Dopo questo corso incominciò per me un cammino tutt’ora in corso in cui ho rivisitato completamente il mio modo di intendere la fotografia. Ma non solo. Mi ha permesso di intravvedere che l’obiettivo non è raggiungere un irraggiungibile traguardo di perfezione ma la capacità di accettare e di rappresentare se stessi nell’imperfezione. In questa imperfezione c’è la nostra vera ricchezza che tuttavia non sfruttiamo nell’inutile tentativo di dimostrarci perfetti.

Lungo questo cammino ho successivamente incontrato Toni Thorimbert, di cui ho già narrato in parte nel post Toni Thorimbert. E con Toni le riflessioni che ho iniziato con Fontana hanno trovato terreno fertile per crescere e consolidarsi.
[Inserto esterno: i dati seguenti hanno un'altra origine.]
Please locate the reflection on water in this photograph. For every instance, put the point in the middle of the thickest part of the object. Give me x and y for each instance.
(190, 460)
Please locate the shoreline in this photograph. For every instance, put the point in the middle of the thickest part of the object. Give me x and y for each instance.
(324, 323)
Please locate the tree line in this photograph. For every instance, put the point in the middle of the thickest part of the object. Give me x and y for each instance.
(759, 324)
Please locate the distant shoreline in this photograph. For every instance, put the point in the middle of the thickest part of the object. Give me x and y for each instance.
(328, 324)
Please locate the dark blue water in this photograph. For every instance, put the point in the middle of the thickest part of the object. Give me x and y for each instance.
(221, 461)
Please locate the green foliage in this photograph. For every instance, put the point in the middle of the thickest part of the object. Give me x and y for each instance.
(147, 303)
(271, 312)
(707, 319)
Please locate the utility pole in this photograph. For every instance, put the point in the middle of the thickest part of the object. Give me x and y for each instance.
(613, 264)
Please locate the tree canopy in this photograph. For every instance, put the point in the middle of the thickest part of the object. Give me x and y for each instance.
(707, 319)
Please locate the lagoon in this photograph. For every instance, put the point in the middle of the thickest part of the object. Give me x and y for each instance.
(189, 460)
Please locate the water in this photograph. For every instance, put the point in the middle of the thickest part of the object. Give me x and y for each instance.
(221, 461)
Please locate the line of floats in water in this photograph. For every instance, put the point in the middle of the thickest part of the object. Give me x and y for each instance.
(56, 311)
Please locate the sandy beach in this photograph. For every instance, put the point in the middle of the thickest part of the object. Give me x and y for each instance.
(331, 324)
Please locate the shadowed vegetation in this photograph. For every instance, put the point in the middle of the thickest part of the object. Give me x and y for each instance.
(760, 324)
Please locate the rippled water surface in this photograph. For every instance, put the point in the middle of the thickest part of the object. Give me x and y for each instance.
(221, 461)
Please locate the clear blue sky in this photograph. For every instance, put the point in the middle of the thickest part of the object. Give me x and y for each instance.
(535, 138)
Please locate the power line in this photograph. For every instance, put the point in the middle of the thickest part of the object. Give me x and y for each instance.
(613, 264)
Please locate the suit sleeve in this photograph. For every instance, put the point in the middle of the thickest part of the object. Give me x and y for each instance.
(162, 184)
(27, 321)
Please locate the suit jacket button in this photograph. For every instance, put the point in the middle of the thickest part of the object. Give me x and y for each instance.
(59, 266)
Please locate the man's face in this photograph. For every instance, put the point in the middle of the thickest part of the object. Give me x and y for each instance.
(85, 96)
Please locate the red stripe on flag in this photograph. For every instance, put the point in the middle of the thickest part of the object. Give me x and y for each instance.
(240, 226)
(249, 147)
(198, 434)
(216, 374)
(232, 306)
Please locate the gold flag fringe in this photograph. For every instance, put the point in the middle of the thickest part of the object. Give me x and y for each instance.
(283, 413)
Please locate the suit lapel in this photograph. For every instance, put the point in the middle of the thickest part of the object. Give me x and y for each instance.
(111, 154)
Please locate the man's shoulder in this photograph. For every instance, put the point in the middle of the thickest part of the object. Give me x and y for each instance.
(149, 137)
Ma di questi aspetti ne parlerò in un altro post, a tempo debito.

Questi percorsi sono molto impegnativi, almeno per me, e per farli ritengo sia utile avere una guida autorevole. Nel mio piccolo spero di avervi dato qualche spunto di riflessione ed avervi instillato il dubbio che fare fotografia non significa solo ricercare la fotografia tecnicamente perfetta ma piuttosto ricercare ciò che si è, con luci ed ombre.

Concludo citando una frase celebre di Franco Fontana: “l’arte rende visibile l’invisibile”. Dunque ditemi: cosa c’è di più invisibile del lato oscuro di noi stessi?